How Polymers Are Made: Addition Polymerisation
Part of Polymers — GCSE Chemistry
This deep dive covers How Polymers Are Made: Addition Polymerisation within Polymers for GCSE Chemistry. Revise Polymers in Bonding & Structure for GCSE Chemistry with 20 exam-style questions and 20 flashcards. This topic appears regularly enough that it should still be part of a steady revision cycle. It is section 2 of 11 in this topic. Use this deep dive to connect the idea to the wider topic before moving on to questions and flashcards.
Topic position
Section 2 of 11
Practice
20 questions
Recall
20 flashcards
🔬 How Polymers Are Made: Addition Polymerisation
Addition polymerisation is the most common way small molecules join to make polymers. It works like this:
• The monomer molecule must contain a C=C double bond
• Under heat and pressure with a catalyst, the double bond "opens up"

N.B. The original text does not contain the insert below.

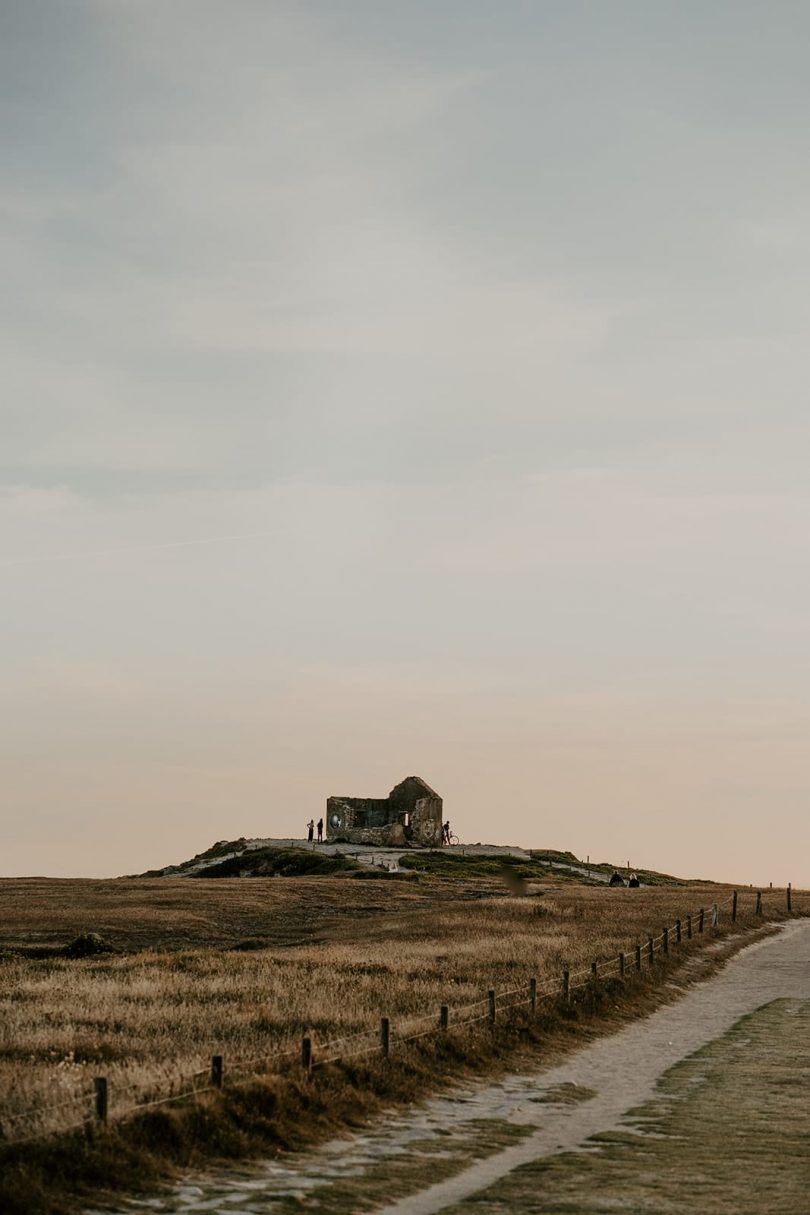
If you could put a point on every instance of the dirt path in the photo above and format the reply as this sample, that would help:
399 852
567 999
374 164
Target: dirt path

• One of the two bonds in the double bond breaks
• This creates two "dangling" bonds that can attach to other monomers
• Each monomer uses its broken double bond to connect to the next
• The chain grows: monomer + monomer + monomer + ... = polymer
• Thousands of monomers join to make one giant chain
• No atoms are lost — "addition" means everything is added in
• Monomer: CH₂=CH₂ (ethene — has a double bond)
• Polymer: -[CH₂-CH₂]ₙ- (poly(ethene) — n means repeated many times)
• Used in: plastic bags, bottles, containers
• The double bond becomes a single bond in the polymer chain
• Poly(propene): from propene (CH₃CH=CH₂) — car bumpers, ropes
• PVC (polyvinylchloride): from chloroethene — pipes, window frames
• Poly(tetrafluoroethene) (PTFE): from CF₂=CF₂ — non-stick coatings (Teflon)
Naming rule: The polymer is named from its monomer — just add "poly" in front and put the monomer name in brackets: ethene → poly(ethene), propene → poly(propene).